As for California, the majority of their governors have been Republican. We will keep an eye on Gavin Newsom to see if he has to raise taxes. During his campaign he pledged support for a variety of expensive public services, including universal health insurance coverage and universal pre-kindergarten care and education.
His initial budget offered only token appropriations for those and other items on his wish list, but were he to seriously pursue them, they would require tens of billions of dollars in new taxes each year.
Newsom has proposed a new tax on water to pay for cleaning up municipal water supplies in impoverished communities. Several other targeted taxes have also been introduced in the Legislature.
Meanwhile, an initiative has qualified for the 2020 b****t to undo some of Proposition 13’s property tax limits. The measure would create a “split roll,” removing the 2 percent annual cap on increases in assessed valuation for non-residential, non-agricultural commercial property, such as office building and shopping centers.
If passed, it would raise property taxes by perhaps $10 billion a year – a lot of money, certainly, but far short of what the most ambitious service expansions would need.
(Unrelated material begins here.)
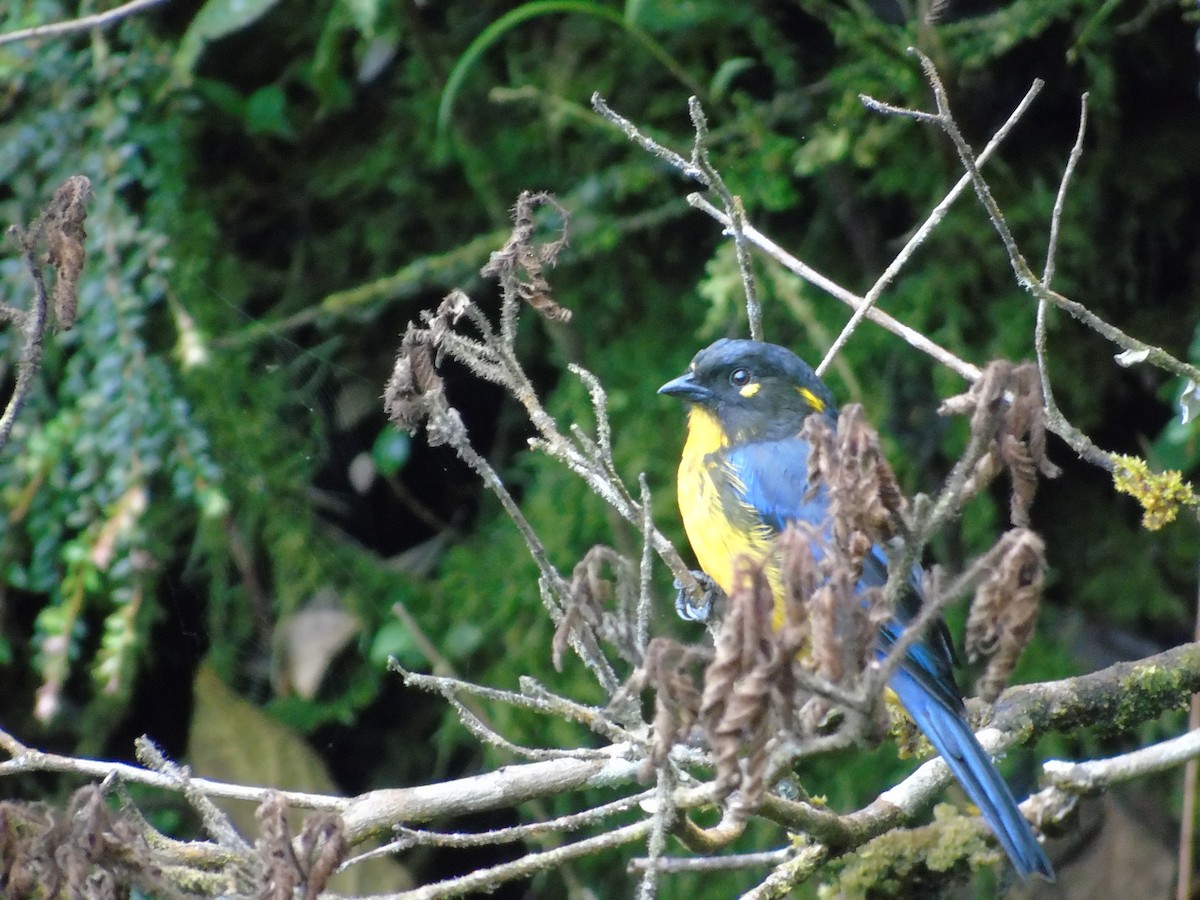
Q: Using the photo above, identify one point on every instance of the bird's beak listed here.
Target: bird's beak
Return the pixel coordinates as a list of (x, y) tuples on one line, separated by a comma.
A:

However, the initial polling on the split-roll measure doesn’t bode well for its passage, and the commercial real estate industry has pledged to spend $100 million to defeat it.
The more likely avenue for big tax increases would be some version of tax reform, which Newsom has endorsed in principle.
However, it must contend with the simple fact that we Californians are, in the aggregate, already carrying one of the nation’s highest tax burdens and quite possibly the highest.
Meanwhile, last year's count revealed that about 130,000 Californians were homeless—nearly a quarter of the national total. California's rate of homelessness, 33 per 10,000 residents, was among the highest in the country. Plus, U.S. Census Bureau's supplemental poverty measure shows roughly 7.5 million Californians — about 19 percent of the state population — live in poverty. California is one of the three states tied for highest poverty rate, alongside Florida and Louisiana. And coupled with that the suicide rate rose from 8.2 suicides per 100,000 residents to 10.9 suicides per 100,000 residents. Nearly a quarter of the nation's undocumented immigrants reside in California, where they constitute more than 6% of the state's population. The state's violent crime rate increased dramatically from 1960 to 1980, from 236 to 888 violent crimes per 100,000 residents—a staggering 276% rise. All in all, not a unicorn and all smiles state.